En 2036, au Québec, le français langue maternelle sera à 69 % pour le scénario « fort » et à 72,1 % pour le scénario « faible ». Pour le français langue d’usage, il sera à 73,6 % pour le « fort » et 75,7 % pour le « faible ». Le français recule donc moins dans le scénario « faible » que dans le scénario « fort ». Mais il recule tout de même ! Un recul qui est tellement marqué qu’on peut affirmer qu’à l’horizon 2036, on sera en présence d’un effondrement du poids des francophones au Québec, peu importe le scénario.
Qui plus est, ces projections nous apprennent également que pendant que le français va reculer au Québec, l’anglais va avancer. Si le français recule pendant que l’anglais avance, cela signifie que la vitalité de l’anglais, sa capacité à recruter de nouveaux locuteurs, va s’accroître pendant que celle du français va diminuer. Cela signifie que les transferts linguistiques des allophones vers le français, qui sont actuellement autour de 55 % (alors qu’ils devraient être autour de 90 % !), vont éventuellement décroître. Cette décroissance ira alimenter à son tour la vitalité de l’anglais, ce qui fera baisser encore plus les transferts vers le français, etc.

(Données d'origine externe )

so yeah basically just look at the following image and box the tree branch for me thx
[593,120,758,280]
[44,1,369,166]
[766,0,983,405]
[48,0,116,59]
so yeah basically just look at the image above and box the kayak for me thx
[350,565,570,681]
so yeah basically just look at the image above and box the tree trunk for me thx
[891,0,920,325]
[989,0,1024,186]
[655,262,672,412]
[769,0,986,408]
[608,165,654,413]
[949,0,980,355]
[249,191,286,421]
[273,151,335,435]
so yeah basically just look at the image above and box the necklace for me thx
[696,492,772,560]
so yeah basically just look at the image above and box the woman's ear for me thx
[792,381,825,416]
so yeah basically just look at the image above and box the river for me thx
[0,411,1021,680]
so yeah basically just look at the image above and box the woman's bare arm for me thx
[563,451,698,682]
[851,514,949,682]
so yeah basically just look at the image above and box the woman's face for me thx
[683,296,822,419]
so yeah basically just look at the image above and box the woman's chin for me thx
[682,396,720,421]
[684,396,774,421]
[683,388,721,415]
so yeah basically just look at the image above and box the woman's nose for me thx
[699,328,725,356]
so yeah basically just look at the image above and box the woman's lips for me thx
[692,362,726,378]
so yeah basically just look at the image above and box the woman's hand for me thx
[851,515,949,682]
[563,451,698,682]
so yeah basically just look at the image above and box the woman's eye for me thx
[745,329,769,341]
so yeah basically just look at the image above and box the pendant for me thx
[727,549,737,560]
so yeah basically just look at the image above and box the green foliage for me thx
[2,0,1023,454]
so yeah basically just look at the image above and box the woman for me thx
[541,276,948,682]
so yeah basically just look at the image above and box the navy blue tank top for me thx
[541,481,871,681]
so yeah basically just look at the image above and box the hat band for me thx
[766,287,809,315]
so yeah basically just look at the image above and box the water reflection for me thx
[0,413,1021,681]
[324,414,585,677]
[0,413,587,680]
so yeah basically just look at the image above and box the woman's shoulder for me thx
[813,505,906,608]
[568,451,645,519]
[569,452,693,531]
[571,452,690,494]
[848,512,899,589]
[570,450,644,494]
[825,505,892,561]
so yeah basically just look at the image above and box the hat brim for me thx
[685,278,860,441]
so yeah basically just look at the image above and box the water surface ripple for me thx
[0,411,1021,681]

Le gouvernement et le patronal profitent de la situation de misère dans laquelle vivent les gens du tiers-monde pour combler la « pénurie d’emplois » qu’il y a ici, les dits emplois où il y a pénurie étant souvent mal payés et ingrats; mais évidemment les gens du tiers-monde quand ils arrivent ici sont mal placés pour les refuser.
C’est un genre d’exploitation de ces pauvres gens qui quittent leur pays pour venir ici et accomplir les jobs ingrates et mal payées dont personne ne veut pendant que la jeunesse dorée de la bourgeoisie québécoise pure laine finit par accaparer les bonnes jobs payantes.
Ça fait-y assez dur? C’est vraiment le temps de sortir nos chapelets. Il n’y a que la prière qui peut désormais faire quelque chose.
Monsieur Mathieu Bock-Côté a produit un article fort intéressant sur le sujet:
https://www.journaldemontreal.com/2019/11/22/la-penurie-de-main-doeuvre-est-une-fable-entretien-avec-jacques-houle
De dire M. Jacques Houle à M. Bock-Côté dans l’article: « …réclamer plus d’immigrants contribue à alimenter le réservoir d’immigrants forcés à accepter les emplois précaires à bas salaires que ne veulent plus les natifs ainsi que les immigrants plus anciens. »
Ça revient à ma première intervention dans le commentaire précédent: les immigrants arrivant ici sont mal placés pour refuser les jobs ingrates et mal payées dont personne ne veut. C’est cela qui devrait indigner les Québécois, l’exploitation de ces pauvres gens que l’on fait venir ici.